Stop routing docstrings to 70B models with on-device AI on Snapdragon | BRKSP90

Name: Stop routing docstrings to 70B models with on-device AI on Snapdragon | BRKSP90
Uploaded: 2026-06-04T10:51:30+00:00
Description: Alberto Martinez explains how to reduce cost and latency in AI coding assistants by routing simple tasks (like docstrings) to smaller on-device models on...

Jun 4, 2026 by Alberto Martinez

Alberto Martinez presents a Microsoft Build 2026 breakout on designing an inference-routing strategy for AI coding assistants so that simple coding tasks don’t automatically hit expensive, high-latency 70B+ cloud models.

Overview

The session focuses on a three-tier inference routing architecture that prioritizes keeping code local and reducing cloud spend:

On-device tier (≤13B models) for low-complexity tasks (example given: generating docstrings)
On-prem tier (14B–34B models) for medium-complexity tasks
Cloud tier (70B+ models) for the hardest tasks

The stated goals and outcomes include:

Cutting cloud tokens by 67%
Reducing latency by 70%
Keeping most code and requests local by default

Architecture: three-tier inference routing

The core idea is to route requests based on task complexity rather than sending everything to the largest model.
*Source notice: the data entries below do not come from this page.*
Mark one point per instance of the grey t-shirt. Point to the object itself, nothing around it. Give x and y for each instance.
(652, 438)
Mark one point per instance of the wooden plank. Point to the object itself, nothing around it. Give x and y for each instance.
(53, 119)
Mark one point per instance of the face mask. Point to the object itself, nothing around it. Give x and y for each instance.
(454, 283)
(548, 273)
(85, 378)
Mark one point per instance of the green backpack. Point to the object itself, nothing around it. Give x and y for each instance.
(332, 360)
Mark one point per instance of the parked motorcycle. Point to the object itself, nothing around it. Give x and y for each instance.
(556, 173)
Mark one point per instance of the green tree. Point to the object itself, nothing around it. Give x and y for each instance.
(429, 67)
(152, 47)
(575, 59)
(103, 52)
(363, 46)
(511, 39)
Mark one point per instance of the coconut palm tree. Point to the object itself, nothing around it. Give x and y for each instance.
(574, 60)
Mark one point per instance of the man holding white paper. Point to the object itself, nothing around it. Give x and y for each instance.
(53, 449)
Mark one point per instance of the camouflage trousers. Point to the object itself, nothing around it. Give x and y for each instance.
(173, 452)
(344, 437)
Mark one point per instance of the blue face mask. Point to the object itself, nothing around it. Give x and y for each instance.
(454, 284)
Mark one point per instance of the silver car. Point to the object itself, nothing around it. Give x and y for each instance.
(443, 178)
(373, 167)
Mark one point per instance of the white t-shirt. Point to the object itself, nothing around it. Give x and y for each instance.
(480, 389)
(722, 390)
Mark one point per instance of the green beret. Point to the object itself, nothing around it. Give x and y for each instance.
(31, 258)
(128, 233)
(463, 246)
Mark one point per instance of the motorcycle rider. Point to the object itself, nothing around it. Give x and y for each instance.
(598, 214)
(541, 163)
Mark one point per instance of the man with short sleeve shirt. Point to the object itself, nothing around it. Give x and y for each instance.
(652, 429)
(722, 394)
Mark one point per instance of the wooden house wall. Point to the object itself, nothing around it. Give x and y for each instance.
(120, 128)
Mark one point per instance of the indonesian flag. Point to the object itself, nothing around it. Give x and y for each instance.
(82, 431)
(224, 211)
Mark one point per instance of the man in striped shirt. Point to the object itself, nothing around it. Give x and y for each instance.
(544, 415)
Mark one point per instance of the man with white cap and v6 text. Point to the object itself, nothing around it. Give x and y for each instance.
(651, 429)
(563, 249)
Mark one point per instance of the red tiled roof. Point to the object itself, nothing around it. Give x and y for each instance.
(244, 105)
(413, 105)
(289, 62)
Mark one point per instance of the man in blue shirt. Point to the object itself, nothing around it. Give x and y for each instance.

Key elements called out in the session description:

A routing logic layer that decides which tier/model to use
A classifier that determines task complexity and selects the appropriate tier
A fallback mechanism (referred to in the chapter list as a “fifth ‘fallback’ classifier mechanism”)

Quantization and model trade-offs

The talk explicitly includes quantization trade-offs, framing quantization as part of making smaller models viable for on-device inference (especially when targeting an NPU).

Measurement and optimization loop

A named optimization framework is highlighted:

Measure token cost
Measure latency
Iterate

This positions routing as an ongoing tuning exercise rather than a one-time configuration.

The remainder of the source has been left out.